Leadership and Advocacy in Times of Crisis

INTRODUCTION

Never, never, never give up.

– Winston Churchill

In this unit, you will learn about strategies to implement leadership and advocacy in times of crisis. You may not know what crisis lies ahead, but rest assured you will face a man-made or natural disaster in your time as a counselor educator and supervisor. A crisis may have national or global impact, such as the terrorists acts of 9/11, climate change, or Covid-19. However, crisis management as a counselor educator, leader, and advocate may also take the form of a localized event, like a campus shooting or hurricane.

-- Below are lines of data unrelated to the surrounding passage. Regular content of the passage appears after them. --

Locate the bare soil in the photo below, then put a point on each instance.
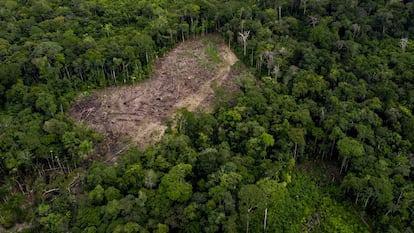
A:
(181, 79)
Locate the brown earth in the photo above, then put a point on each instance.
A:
(181, 79)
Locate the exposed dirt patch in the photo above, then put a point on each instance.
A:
(182, 79)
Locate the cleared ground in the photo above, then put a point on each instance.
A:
(181, 79)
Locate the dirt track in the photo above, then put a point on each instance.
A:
(182, 78)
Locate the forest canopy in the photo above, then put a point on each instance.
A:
(325, 85)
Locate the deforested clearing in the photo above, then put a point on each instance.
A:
(181, 79)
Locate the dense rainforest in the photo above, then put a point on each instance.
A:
(327, 84)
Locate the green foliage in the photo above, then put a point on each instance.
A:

Professional counselors may find such disasters to be opportunities for resiliency and post-traumatic growth (Lambert & Lawson, 2013).

We know that through a crisis, opportunities appear. For instance, making difficult decisions as leaders allow for an organization's values and mission to be fulfilled in a meaningful way. Oftentimes, these crises highlight injustice and inequities that require systemic change. Counselors are well positioned through leadership and advocacy to be such change agents in challenging times.

The unit readings will provide trauma-informed, crisis leadership strategies for schools, clinical settings, professional organizations, and communities.

References

Lambert, S. F., & Lawson, G. (2013). Resilience of professional counselors following Hurricanes Katrina and Rita. Journal of Counseling & Development, 91, 261–268.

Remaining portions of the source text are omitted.